Notice what John says here:
My little children, I am writing these things to you so that you may not sin. But if anyone does sin, we have an advocate with the Father, Jesus Christ the righteous; and he is the atoning sacrifice for our sins, and not for ours only but also for the sins of the whole world (1 John 1.1-2).
John's stated purpose is to write to his audience so that they do not sin. But what kind of language does he use to accomplish this? Does he threaten them with hell-fire, motivating them with fear? Does the threat of God's wrath motivate their righteousness, in his mind? Not at all!

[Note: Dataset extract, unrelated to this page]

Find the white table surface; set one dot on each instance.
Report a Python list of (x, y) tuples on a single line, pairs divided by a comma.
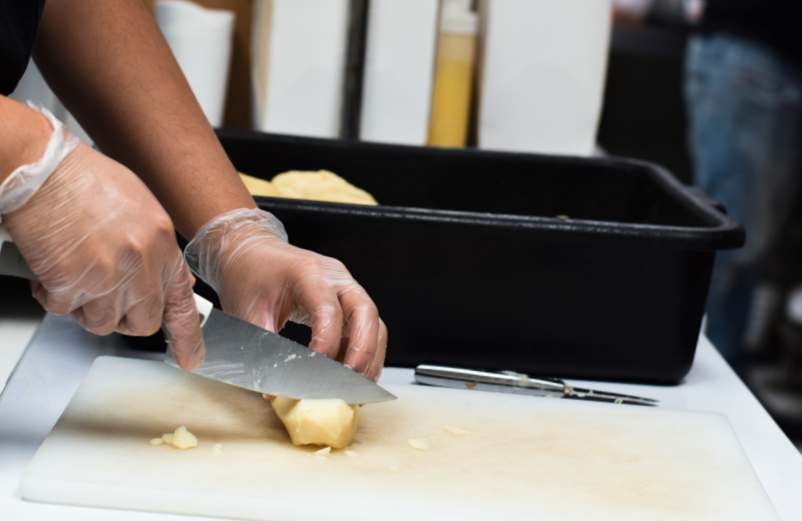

Indeed, John has no trouble admitting that, even if they should sin, provisions have made for their forgiveness. During their entire lives, they have an advocate with the Father, namely Jesus Christ the righteous -- the true and only righteous one. A righteous man's prayers mean much in God's eyes; James says that the prayer of the righteous is powerful and effective (Jas 5.16). How much confidence should we have, then, knowing that Jesus Christ who alone is truly righteous intercedes for our sake with the Father? John goes so far as to say that he is the atonement for our sins; his entire life and continued existence, not merely his death, is the atonement for our sin.
John does not threaten or make use of hell-fire to motivate holiness in his listeners. He even goes so far as to say that, if they should sin, they have every reason to be confident that they will be forgiven. Now in the minds of so many people, preaching like this is dangerous and perhaps foolish. Won't people take advantage of God's goodness? Won't they understand God's willingness to forgive them as providing license for their sinfulness? Evidently John sees no problem here. His concern is not to produce fearful disciples, motivated by the terror of punishment, but rather loving disciples, who will love God and love each other, just as God himself is love. This is the whole of John's epistle in a nutshell: God is love, and Jesus taught us that we ought to love all, as well.
Consider what David Bosch says:
To evangelize is to communicate joy. It conveys a positive message; it is hope we are holding out to the world. Evangelism should never deteriorate into coaxing, much less into threat. . . . People should turn to God because they are drawn by God's love, not because they are pushed to God for fear of hell (Transforming Mission, p. 423).